You know, my mother had me fooled for years, for decades even, but I realize now the enormity of her evil and emptiness, and though consciously I have resolved not to let her entrap me again, she still has an unconscious hold over me. THIS IS WHY NO VIRTUOUS PERSON OF INTEGRITY WOULD EVER INITIATE SEXUAL RELATIONS IN THE ASTRAL REALM, WITHOUT PERMISSION BEING GIVEN IN THE CONSCIOUS REALM!! PF never did, and never has astral sex with her, resulted in my waking up with that sickening, violated, angry feeling that I do, after one of the occult power-tripping boys play their nasty, non-consensual (from the conscious realm) fucks. I term it psychic rape, because, like a largely unconscious child, I have not given conscious consent, and it leaves me feeling incredibly violated WHICH I HAVE MADE CLEAR, OVER AND OVER AGAIN, IN POST AFTER POST AFTER POST. It doesn't matter if it is the goddamned reptiles, Nazis, or these stupidass, immature Faction 2 humans engaging in it--IT IS AN ABUSIVE POWERTRIP ALL THE FUCKING WAY!!!

It is understandable that as a child, youth and adult, that I allowed myself to be hooked into her clinging, dependent, infantile, and pathological helplessness, but I know now that she was complicit in the murders of both my father and her own teenager daughter. Furthermore, she had to know the horrible fate that awaited my sister, and she still co-operated, and all the years, I played the dysfunctional family "hero", always trying to hold things together, and make life easier, and all the time, she was laughing inside at the success of her deception and evil plans.

Well, I guess I still am not free of that--because that is "Little Boy's Lost" exact same trip. "I'm so needy and helpless and I want somebody to love me", while inside he hates his own infantile emptiness and lack of self, and longs to destroy what he himself does not possess--covertly, of course, little by little, so that no one ever knows. More than anything else, I have wished that somehow I could save my mother from the evil she has chosen, but after my most recent trip to her home (which I really didn't think I would arrive there, but my expected hopes were dashed), I know that is impossible. What happens to abysmally evil people, I do not know--but I know enough not to hook up one with one.

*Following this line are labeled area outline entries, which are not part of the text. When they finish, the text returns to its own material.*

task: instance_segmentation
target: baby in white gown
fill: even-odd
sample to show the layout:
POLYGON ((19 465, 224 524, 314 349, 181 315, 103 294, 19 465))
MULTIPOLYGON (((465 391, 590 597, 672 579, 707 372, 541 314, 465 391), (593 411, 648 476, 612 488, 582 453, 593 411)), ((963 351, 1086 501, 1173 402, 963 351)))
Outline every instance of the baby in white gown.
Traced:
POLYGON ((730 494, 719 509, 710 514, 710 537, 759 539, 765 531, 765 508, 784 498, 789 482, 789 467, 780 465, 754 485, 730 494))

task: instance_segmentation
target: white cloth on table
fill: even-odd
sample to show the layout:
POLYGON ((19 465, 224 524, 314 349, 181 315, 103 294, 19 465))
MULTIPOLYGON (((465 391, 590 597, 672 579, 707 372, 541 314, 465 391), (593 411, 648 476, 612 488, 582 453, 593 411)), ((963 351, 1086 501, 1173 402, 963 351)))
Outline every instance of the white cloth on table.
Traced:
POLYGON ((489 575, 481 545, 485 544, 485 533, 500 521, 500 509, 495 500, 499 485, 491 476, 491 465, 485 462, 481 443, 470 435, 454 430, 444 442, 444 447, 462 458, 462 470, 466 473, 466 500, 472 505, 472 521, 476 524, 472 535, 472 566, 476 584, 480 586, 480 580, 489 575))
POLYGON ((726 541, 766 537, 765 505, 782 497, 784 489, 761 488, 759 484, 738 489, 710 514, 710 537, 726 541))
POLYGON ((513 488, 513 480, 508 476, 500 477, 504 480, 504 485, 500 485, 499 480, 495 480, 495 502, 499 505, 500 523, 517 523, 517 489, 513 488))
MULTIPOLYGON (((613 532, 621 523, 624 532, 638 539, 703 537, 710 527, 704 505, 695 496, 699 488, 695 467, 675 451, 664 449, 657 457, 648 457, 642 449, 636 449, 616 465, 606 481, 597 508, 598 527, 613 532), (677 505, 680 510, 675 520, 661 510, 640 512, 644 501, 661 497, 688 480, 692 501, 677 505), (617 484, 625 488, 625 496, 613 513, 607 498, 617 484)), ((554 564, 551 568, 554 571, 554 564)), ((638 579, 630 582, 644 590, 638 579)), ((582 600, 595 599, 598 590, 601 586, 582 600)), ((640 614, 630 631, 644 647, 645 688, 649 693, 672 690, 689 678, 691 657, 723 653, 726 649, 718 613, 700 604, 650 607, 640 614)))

So, "Little Boy Lost" stay far away from me. If you are seated next to me on an airline flight, I am going to ask attendants to change seats. If I catch you staring at my these Nazi-created monstrosities on my chest ever again, I am going to ream you a new asshole, IF I am in a shitty, unresponsive and passive mood. If I am my healthy, engaging self, I am going to slap you--in a feminine way, of course--we wouldn't want to shock the innocent bystanders, would we? I know that you don't have the balls to respond, but if some demonic angel is whispering in your ear, well, we are just going to have a throwdown. A couple of warnings are in order: first, you have violated the boundaries of my manhood for the last time, and I am boiling over with the opportunity to clearly set them up again; second--when I am in a female body, I have no problem fighting dirty. Furthermore, I should warn you, that all my life, I have been unremittingly male in my willingness to take a beat down, whether in the family or the workplace, as long as my sense of self has been violated, my cause is just, and my patient long suffering has been abused and is finally at an end, not only because of what you have done to me, but also because you physically assaulted PF.

I am ashamed to say that I didn't even know what had happened, until I intuited it hours later, but it happened yesterday, when I was so sick that I could barely lift my head, but I know now. I also know the reason for the unconscious hold that Little Boy Lost had on me. Hopefully, this entire sordid, disgusting chapter of unconscious sexual exploitation by men (it's always the young males--go out and find a girlfriend, for Christ's sake) IS OVER! If not, I guarantee you that I shall continue to vent quite loudly.